Similarities and differences

It's possible to experience some of the more flu like symptoms when you've got a cold such as a high temperature, muscle aches and weakness. Those with the flu can also experience some cold like symptoms such as congestion, sore throat and cough. For this reason, it can be sometimes difficult to tell them apart. The following are some of the key differences that may help you in identifying which you have:

Flu Symptoms Cold Symptoms
Come on suddenly Come on gradually
Include headache, fever and aches Mainly affect your nose and throat
Difficult to carry on your normal activities as feel too unwell Mild enough to generally carry on your usual activities and go to work

How to treat the cold and flu

With both the cold and flu you can usually manage the illness at home yourself and will start to feel better after a week. Try and make sure that you:

  • Stay hydrated and drink plenty of fluids
  • Rest and don't exert yourself too much
  • Eat healthy, although it is usual to lose your appetite for a few days

There are some non-prescription medications that help with the symptoms of the common cold and flu. These include:

  • Painkillers like paracetamol or ibuprofen, which can ease the pain from muscle aches and headaches and help lower your temperature
  • Decongestants that can help relieve nasal congestion
  • Cold medications that contain a combination of both painkillers and decongestants

Because both colds and flus are viruses, antibiotics will only be prescribed if you've a secondary infection. They will not help alleviate your cold or flu. In the case of the flu, it's possible that it can develop into serious illnesses like pneumonia. Because you may be at higher risk of becoming very ill, it's advised that the following people see their GP once they notice flu symptoms:

  • People over 65 years' old
  • Women who are pregnant
  • People with diabetes
  • People with weakened immune systems (such as conditions like asthma)
  • People with heart, lung, liver, kidney or neurological diseases

If you are in one of these at risk groups, there are antiviral medications such as Tamiflu that your doctor can prescribe. This works by preventing the virus multiplying in the body, which can help halt the virus, shorten the illness and relieve symptoms.
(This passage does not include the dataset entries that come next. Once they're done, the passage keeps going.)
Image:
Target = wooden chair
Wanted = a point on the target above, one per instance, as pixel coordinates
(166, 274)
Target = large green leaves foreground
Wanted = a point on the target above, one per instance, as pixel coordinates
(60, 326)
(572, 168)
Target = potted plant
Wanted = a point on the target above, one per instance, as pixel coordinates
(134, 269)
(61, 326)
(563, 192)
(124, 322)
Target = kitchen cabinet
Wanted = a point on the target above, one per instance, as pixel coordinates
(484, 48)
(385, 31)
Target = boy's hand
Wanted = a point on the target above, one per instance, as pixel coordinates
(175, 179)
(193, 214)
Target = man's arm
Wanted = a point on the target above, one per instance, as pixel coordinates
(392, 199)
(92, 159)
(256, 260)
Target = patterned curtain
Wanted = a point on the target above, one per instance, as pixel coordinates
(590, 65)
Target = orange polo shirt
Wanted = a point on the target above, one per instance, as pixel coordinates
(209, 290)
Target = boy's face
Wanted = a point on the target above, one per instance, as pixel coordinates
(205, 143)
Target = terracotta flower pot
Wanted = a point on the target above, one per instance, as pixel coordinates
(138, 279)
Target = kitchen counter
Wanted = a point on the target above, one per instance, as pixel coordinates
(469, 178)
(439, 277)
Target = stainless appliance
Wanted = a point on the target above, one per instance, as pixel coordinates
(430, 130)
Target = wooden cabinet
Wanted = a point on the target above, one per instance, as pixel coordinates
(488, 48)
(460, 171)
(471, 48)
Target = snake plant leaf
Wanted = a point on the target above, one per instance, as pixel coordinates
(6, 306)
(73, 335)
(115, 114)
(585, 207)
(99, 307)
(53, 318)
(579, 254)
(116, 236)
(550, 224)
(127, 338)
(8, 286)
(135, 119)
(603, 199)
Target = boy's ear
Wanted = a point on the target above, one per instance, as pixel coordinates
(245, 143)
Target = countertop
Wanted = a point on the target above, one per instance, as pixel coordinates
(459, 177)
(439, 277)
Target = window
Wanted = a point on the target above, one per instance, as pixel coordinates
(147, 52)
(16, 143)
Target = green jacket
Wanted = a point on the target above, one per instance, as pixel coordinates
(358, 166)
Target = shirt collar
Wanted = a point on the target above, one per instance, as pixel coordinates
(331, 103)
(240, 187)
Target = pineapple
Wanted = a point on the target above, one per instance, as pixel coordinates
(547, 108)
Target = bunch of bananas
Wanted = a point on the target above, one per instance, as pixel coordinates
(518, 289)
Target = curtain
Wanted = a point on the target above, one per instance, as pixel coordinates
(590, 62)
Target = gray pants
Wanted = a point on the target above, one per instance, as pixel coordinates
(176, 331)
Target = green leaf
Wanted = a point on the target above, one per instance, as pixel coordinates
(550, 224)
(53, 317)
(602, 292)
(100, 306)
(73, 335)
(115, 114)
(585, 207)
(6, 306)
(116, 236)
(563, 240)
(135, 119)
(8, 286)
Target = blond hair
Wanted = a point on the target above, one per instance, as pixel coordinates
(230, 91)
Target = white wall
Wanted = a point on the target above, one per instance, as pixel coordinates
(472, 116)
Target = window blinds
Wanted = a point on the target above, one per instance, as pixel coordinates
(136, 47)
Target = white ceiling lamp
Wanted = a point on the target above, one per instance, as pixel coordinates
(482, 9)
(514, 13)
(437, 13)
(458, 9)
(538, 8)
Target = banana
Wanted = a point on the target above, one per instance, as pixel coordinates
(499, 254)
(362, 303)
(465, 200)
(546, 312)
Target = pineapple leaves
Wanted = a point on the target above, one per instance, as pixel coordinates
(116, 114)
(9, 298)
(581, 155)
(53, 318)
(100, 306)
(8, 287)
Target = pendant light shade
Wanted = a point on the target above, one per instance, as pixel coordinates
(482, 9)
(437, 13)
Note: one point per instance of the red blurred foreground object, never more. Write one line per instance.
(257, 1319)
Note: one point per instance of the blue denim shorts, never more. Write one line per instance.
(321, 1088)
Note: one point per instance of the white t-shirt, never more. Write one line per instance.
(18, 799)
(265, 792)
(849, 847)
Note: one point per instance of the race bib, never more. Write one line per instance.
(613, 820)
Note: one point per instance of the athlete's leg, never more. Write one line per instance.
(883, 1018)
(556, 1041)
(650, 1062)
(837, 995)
Preventing the flu or cold

Good hygiene can help prevent the spread of colds and flus and avoid them being passed from person-to-person. This includes:

  • Washing hands regularly
  • Sneezing or coughing into tissues
  • Regularly cleaning surfaces
  • Using your own ware and cutlery

For the flu, you can get an annual vaccine, which can help immunise you. It's not 100% effective as it doesn't cover all types of flu virus, but it will reduce your risk. For certain at risk groups who have been exposed to the virus or in the case of a flu outbreak, antiviral medications such as Tamiflu can also be prescribed preventively.